Email address is : nik_for_you@yahoo.co.in


----------



## nitish_mythology (Jun 13, 2006)

Repeating again....
Do post some screenshots after the downloading and installation is over


----------



## MysticHalo (Jun 13, 2006)

nitish_mythology said:
			
		

> Repeating again....
> Do post some screenshots after the downloading and installation is over


Ren at TE has already done a good compilation 
*www.techenclave.com/forums/windows-vista-beta-2-screenshots-and-73767.html


----------



## nitish_mythology (Jun 13, 2006)

Thanks for the links....
Ejoyed them!


----------



## sourav (Jun 14, 2006)

ok listen digit can give it in their dvd by making th dvd of 8 GB like of june's dvd 
What do you think


----------



## nik_for_you (Jun 14, 2006)

Hoping for it.. but here some has told that microsoft dont aloow mags to carry their beta???


----------



## imdbest (Jun 14, 2006)

It takes 54hrs. on 256kbps connection


----------



## sourav (Jun 15, 2006)

they should allow 
 let protest against microsoft


----------



## aku (Jun 15, 2006)

ppl.. again datz anothr misconception... infact M$ dows allow tech mags 2 carry their betas ... hw mannnnyyyyyy times do i have to tell this???
fellas pls do not spread misconception...
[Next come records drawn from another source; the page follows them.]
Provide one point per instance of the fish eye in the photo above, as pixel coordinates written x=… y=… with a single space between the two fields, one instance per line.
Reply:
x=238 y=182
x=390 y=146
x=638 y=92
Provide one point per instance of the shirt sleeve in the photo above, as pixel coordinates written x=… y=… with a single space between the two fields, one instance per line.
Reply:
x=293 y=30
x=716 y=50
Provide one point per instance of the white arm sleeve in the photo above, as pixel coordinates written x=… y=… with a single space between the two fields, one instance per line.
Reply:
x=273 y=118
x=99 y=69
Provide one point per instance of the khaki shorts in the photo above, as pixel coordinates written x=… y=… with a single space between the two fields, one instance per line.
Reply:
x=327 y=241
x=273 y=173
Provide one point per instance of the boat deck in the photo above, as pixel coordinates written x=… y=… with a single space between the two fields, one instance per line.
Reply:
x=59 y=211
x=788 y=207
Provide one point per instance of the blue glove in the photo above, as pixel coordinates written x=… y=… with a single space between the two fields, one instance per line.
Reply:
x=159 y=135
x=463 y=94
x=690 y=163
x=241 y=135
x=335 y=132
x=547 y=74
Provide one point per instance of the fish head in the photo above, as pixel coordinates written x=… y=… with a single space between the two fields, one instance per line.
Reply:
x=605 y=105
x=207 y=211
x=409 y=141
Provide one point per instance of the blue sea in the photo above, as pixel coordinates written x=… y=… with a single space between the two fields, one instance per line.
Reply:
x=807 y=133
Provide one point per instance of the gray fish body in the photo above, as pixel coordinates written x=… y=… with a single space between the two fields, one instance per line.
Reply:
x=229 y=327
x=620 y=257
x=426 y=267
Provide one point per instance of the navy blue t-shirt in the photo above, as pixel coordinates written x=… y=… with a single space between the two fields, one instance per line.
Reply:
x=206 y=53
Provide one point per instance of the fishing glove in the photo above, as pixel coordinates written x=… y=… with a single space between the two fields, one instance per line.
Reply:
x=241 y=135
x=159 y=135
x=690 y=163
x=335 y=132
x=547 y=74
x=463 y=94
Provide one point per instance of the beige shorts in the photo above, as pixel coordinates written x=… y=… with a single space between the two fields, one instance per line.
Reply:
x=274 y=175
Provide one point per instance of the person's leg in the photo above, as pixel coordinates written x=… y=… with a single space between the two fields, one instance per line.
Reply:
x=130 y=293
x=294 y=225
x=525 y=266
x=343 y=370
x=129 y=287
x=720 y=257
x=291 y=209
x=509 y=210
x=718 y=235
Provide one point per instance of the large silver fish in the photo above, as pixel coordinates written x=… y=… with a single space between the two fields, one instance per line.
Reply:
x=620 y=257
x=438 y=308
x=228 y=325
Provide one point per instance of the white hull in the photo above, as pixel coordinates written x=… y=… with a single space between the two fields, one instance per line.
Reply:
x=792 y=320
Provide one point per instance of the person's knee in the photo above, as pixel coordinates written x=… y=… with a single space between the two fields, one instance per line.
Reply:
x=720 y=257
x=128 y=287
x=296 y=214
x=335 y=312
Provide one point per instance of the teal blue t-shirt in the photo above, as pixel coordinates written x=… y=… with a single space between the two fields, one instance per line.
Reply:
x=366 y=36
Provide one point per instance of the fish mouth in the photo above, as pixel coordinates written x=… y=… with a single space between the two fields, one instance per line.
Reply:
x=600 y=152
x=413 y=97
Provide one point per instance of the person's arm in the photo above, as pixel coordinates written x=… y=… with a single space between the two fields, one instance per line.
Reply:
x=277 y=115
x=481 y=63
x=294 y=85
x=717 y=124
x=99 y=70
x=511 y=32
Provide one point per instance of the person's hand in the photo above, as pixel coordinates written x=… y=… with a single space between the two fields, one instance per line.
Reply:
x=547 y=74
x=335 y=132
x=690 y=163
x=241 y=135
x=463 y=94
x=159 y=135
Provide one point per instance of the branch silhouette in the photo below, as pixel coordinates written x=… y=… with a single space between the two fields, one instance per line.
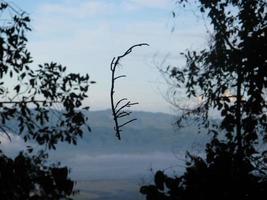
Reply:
x=118 y=108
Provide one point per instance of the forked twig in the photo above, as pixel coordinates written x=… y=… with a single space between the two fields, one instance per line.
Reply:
x=118 y=108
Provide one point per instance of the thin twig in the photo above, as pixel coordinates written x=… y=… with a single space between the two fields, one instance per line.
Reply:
x=117 y=110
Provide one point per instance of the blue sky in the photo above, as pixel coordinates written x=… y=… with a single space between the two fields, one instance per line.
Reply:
x=85 y=35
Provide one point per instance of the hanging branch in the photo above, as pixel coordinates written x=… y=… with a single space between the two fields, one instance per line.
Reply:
x=118 y=108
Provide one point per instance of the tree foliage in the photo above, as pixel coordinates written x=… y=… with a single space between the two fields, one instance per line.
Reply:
x=45 y=103
x=228 y=76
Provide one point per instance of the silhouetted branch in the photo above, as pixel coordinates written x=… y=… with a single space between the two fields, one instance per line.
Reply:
x=118 y=107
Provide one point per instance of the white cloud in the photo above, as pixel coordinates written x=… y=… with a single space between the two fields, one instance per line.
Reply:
x=87 y=45
x=79 y=9
x=133 y=5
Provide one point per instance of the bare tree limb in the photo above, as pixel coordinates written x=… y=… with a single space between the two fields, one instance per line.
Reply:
x=117 y=108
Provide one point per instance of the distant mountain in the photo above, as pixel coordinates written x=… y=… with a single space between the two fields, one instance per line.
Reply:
x=152 y=141
x=151 y=132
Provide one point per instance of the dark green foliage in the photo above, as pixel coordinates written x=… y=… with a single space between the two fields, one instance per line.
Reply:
x=30 y=100
x=221 y=176
x=27 y=177
x=229 y=77
x=46 y=104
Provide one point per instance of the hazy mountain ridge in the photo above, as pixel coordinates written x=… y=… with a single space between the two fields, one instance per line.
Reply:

P.S.  U fellas pls do ALWAYZ carry an umbrella or sum kinda rain protection fr urself.. or u'll also end up lyk me lyin on da bed wid da temp soarin reallly high... im sick of being sick..


----------



## QwertyManiac (Jun 15, 2006)

It has become the most downloaded software on the internet history now... big deal... useless d/l 

*www.neowin.net/index.php?act=view&id=33561


----------



## aku (Jun 15, 2006)

yepp.. its nw a guiness wolrd record holder


----------



## thecyclone2k (Jun 15, 2006)

I don't have space in my hdd and anyhow, not bothered to download.


----------



## gxsaurav (Jun 16, 2006)

already tried it

perfecto


----------